Building a multitenant data processing and model inferencing platform with Kafka Streams

Navinder Pal Singh Brar (Walmart Labs)

11:20am–12:00pm Wednesday, September 25, 2019

Location: 1A 15/16

Data Engineering and Architecture

Secondary topics: Data Integration and Data Processing, Data, Analytics, and AI Architecture, Retail and e-commerce, Streaming and IoT

Average rating:

(4.60, 5 ratings)

Download slides (PPTX)

Who is this presentation for?

Data engineers and data scientists

Level

Intermediate

Description

Navinder Pal Singh Brar provides an overview of the architecture for data processing and triggering models, which is inbuilt for scalability and reliability. As a multitenant platform, each client’s models (such as bid models, fraud detection, and omnichannel reorder) may be interested in certain events, such as search, add to cart, transactions, etc., and whenever such an event is processed, the model interested in that particular event is triggered.
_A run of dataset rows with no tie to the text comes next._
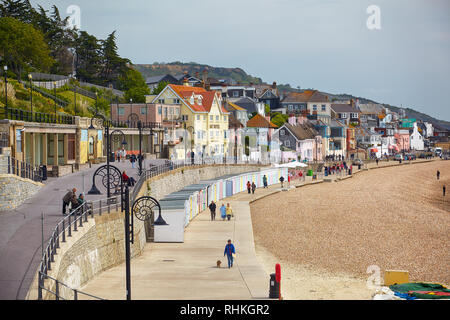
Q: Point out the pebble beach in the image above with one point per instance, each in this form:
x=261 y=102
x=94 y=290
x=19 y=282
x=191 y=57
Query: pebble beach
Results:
x=327 y=235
Navinder details how an event lands into the system from Kafka, is processed and saved internally, and how the interested models are triggered on such events. Models use the internal persistent state (on RocksDB) for feature extraction and store their own model outputs in the platform, which can be used across teams as features. You’ll explore the architecture of the models, specifically ensuring fairness among the models, providing isolation and reusing features and inferences across models at the same time, dynamically updating global data (such as the product catalog) needed to run models on each node, customizing models to either trigger on each event or a as batch after frequent time intervals, implementing data archival and TTL policies and other features developed to save money, and advantages and limitations of the platform.

Prerequisite knowledge

A basic understanding of Kafka and Kafka Streams
General knowledge of how distributed systems work (useful but not required)

What you'll learn

Understand how to use Kafka Streams to run models on the processing of events
Discover the lessons learned from productionizing a Kafka Streams cluster at scale and making it cost efficient

Navinder Pal Singh Brar

Walmart Labs

Navinder Pal Singh Brar is a senior data engineer at Walmart Labs, where he’s been working with the Kafka ecosystem for the last couple of years, especially Kafka Streams, and created a Customer Data Platform on top of it to suit the company’s needs to process billions of customer events per day in real time and trigger certain machine learning models on each event. He’s been active in contributing back to Kafka Streams and filed three patents last year. Navinder is a regular speaker at local and international events on real-time stream processing, data platforms, and Kafka.